Even so, they are far off record highs of close to 10 percent seen in 1999 after European central banks agreed to curb gold sales and are still near historically low levels.

That has attracted further borrowing interest and added further fuel to the gains, analysts said.

"As wholesalers, refiners and retailers of investment products are scouring for the metal to make physical products, some of them are actually borrowing the gold in advance," said Jeffrey Christian, managing partner at CPM Group, a commodity consultant and research firm.

The historic selloff in mid-April triggered a flurry of pent-up physical demand for bullion from investors in Asia who considered prices below $1,300 per ounce a bargain compared with the records above $1,900 in September 2011.

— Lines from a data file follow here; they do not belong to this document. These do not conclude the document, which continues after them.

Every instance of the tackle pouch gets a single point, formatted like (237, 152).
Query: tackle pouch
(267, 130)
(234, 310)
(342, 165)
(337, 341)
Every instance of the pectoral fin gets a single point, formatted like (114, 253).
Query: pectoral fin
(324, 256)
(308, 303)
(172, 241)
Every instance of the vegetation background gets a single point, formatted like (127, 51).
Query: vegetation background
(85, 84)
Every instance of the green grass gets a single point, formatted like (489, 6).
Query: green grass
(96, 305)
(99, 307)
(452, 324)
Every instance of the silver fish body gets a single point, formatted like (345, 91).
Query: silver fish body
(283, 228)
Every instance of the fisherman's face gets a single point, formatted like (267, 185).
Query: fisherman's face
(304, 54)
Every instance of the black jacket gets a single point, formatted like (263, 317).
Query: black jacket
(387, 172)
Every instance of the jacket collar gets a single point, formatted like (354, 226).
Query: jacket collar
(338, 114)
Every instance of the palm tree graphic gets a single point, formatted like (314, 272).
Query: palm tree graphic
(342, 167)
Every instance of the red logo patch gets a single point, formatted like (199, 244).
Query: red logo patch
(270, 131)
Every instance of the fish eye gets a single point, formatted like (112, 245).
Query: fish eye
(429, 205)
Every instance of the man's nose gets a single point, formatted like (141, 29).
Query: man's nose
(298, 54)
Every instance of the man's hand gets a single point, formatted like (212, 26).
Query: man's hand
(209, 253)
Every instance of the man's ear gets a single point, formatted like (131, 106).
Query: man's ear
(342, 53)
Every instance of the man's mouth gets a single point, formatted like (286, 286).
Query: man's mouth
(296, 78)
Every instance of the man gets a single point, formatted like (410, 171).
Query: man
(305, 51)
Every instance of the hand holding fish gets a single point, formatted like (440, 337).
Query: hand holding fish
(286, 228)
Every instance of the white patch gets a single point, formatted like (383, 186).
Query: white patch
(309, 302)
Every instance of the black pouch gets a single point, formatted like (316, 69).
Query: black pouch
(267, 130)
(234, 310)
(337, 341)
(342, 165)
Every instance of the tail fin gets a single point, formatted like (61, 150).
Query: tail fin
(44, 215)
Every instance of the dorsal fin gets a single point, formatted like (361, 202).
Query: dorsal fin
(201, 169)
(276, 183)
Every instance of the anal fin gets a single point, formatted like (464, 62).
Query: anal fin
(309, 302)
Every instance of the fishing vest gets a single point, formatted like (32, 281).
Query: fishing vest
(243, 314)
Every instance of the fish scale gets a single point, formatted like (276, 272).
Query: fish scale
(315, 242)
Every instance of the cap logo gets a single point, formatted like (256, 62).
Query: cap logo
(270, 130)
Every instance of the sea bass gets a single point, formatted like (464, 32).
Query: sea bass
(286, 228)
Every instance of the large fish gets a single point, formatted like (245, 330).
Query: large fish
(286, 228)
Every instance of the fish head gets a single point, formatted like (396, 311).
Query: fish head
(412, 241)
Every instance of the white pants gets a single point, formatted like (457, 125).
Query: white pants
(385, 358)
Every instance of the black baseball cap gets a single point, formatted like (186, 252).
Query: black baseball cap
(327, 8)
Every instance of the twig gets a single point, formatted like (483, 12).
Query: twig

That prompted some dealers to take up U.S. Comex warehouse stocks and remelt the bars to comply with London Bullion Market Association specifications and sell to Asia where physical gold demand exceeded that in the United States.

Robin Bhar, an analyst at Societe Generale, said participants who had been caught too short and must cover their bearish bets also contributed to higher lease rates.

BORROW GOLD TO SELL?

In addition, some speculators are borrowing physical bullion and then selling it, a move that could add downward pressure to gold prices, analysts said.

Funds are increasing their bearish bets on gold futures, reflected in a record high in gold futures short position under the "managed money" category, the Commodity Futures Trading Commission's data showed. Other speculators are borrowing gold too as part of the "gold carry trade."

Gold carry trade refers to the purchase of a gold forward at a low interest rate, and the selling of bullion into the spot market and using the funds to buy higher-yield bonds or currencies in a bid to capture the rate differential.

"Gold carry trade could be negative for gold prices because if people are borrowing gold and selling into spot market, they actually would be driving down the price of physical gold on a spot basis," CPM Group's Christian said.

Tim Gardiner at TD Securities' precious metals trading desk said gold forwards are in backwardation as participants borrowed gold to maintain short positions.

Backwardation refers to a situation in the futures market where prices of spot or nearby months are higher than future deliveries. As a highly liquid global financial instrument, gold has historically been in contango, the opposite of backwardation.

On Tuesday, the Gold Forward Offered Rates (GOFO), rates at which bullion banks are prepared to lend gold on a swap against U.S. dollars, fell into a negative 0.1 percent.

Christian said the negative GOFO was largely a result of illiquid trade orders in the inactive delivery month of the Comex July contracts, as most participants are currently trading the August futures.